Question

There are five boys and three girls who are sitting together to discuss a management problem at a round table. In how many ways can they sit around the table so that no two girls are together ?

• A. 1220
• B. 1400
• C. 1420
• D. 1440

Answer 1

The Correct Option is D

First, consider arranging the five boys around the round table. Since this is a circular arrangement, the number of ways to arrange them is given by \((n-1)!\), where \(n\) is the number of boys.

Therefore, the number of ways to arrange the boys is \(4! = 24\).

Once the boys are seated, they form \(5\) spaces in which the girls can be seated such that no two girls are together.

We now need to arrange \(3\) girls in these \(5\) spaces.
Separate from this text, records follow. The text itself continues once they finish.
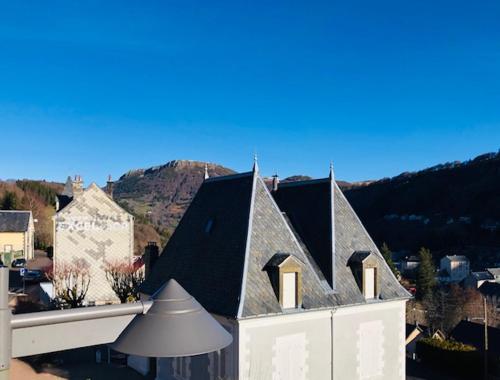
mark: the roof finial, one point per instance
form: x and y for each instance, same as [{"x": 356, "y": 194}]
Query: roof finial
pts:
[
  {"x": 276, "y": 181},
  {"x": 206, "y": 176},
  {"x": 255, "y": 163}
]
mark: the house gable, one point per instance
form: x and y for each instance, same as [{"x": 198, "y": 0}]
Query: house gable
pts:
[{"x": 271, "y": 235}]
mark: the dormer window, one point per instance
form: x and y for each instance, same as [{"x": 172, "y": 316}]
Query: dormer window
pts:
[
  {"x": 369, "y": 283},
  {"x": 289, "y": 290},
  {"x": 208, "y": 226},
  {"x": 285, "y": 274},
  {"x": 364, "y": 266}
]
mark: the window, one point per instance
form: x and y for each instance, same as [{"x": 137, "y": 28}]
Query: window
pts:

The number of ways to choose \(3\) spaces out of \(5\) is represented by the combination formula:

\[\binom{5}{3} = 10\]

For each of these space combinations, the \(3\) girls can be permuted among themselves in \(3!\) ways.

Thus, the number of ways to sit the girls is given by:

\(10 \times 3! = 10 \times 6 = 60\)

Combining these, the total number of arrangements where no two girls sit together is:

\(24 \times 60 = 1440\)

Therefore, the number of ways the boys and girls can sit around the table so that no two girls are together is 1440.